Centre County Commissioners Michael Pipe, Steve Dershem and Chris Exarchos during a meeting in Bellefonte.
Centre County Commissioners Michael Pipe, Steve Dershem and Chris Exarchos during a meeting in Bellefonte. CDT file photo

A disagreement among county commissioners over approving a contract between the county and an independent contractor led to a 2-1 vote Tuesday.

The contract would approve Service Access and Management Inc. as an independent consultant and manager for the financial and administrative services performed by the county’s Mental Health/Intellectual Disabilities/Early Intervention and Drug and Alcohol office.

Commissioner Michael Pipe was the dissenting vote.

The contract with SAM, Pipe said, would be like privatizing the financial operations of the MH/ID/EI/DA office. He said he wanted to ensure that the board and staff retained the ability to make decisions about state and federal funding to provide services.

“What kind of control or oversight would the board have with SAM?” he asked.

According to MH/ID/EI/DA administrator Tom McDermott, oversight with SAM would continue as it has been, only day-to-day operations would be handled by a private contractor rather than by county employees.

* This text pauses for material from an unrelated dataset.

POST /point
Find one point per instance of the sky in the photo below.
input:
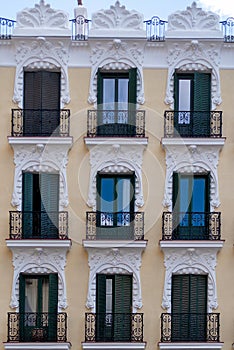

“We set up a lot of protocols and procedures in the last year and a half to be even more diligent in reporting to the board and state,” he said. “It will all remain in place.”

Pipe said the county found itself in an unfortunate situation in 2012 when state budget cuts reduced the amount of funding to the MH/ID/EI/DA office. The fiscal leader at the time “wasn’t the best,” resulting in a shortage of $400,000 that needed to come out of the county budget.

The argument at the time, he said, was if leadership were to change, the county risked hiring another individual who was no better at the job as the last person. The county contracted with SAM, which was tasked with training staff.

“Now they’re saying they can’t do it,” he said, “and they’ll take over the work.”

Pipe said he was frustrated that SAM appears to think the contract approval is a foregone conclusion, as they started advertising for Centre County director of financial operations on Friday.

“How can we trust them that they’re going to make decisions and keep us in the loop and respect us when we want to go certain ways?” he said.

Vice Chairman Chris Exarchos disagreed, saying SAM knew the county was seeking a contract with the understanding that it can be approved or denied.

“The fact that they’re trying to be proactive and ahead of the curve and be prepared should we approve it — I’m not going to knock them for that,” he said.

According to Exarchos, the contract lasts three years but has a 60-day period in which the county can back out if business is not being handled to the county’s expectation.

Fees for the contract for the 2015-16 fiscal year total $472,715; $498,170 for 2016-17; and 523,634 for 2017-18 — about a 5 percent increase each year.

County Administrator Tim Boyde said that, from a salaries and benefits approach, the 5 percent increase would cover any increases in health care and retirement costs and salaries.

McDermott recommended moving ahead with the contract and potentially providing more services through better financial direction.

Chairman Steve Dershem said he was proud of the MH/ID/EI/DA staff, who have done an “amazing job putting together how they deal with mental health.”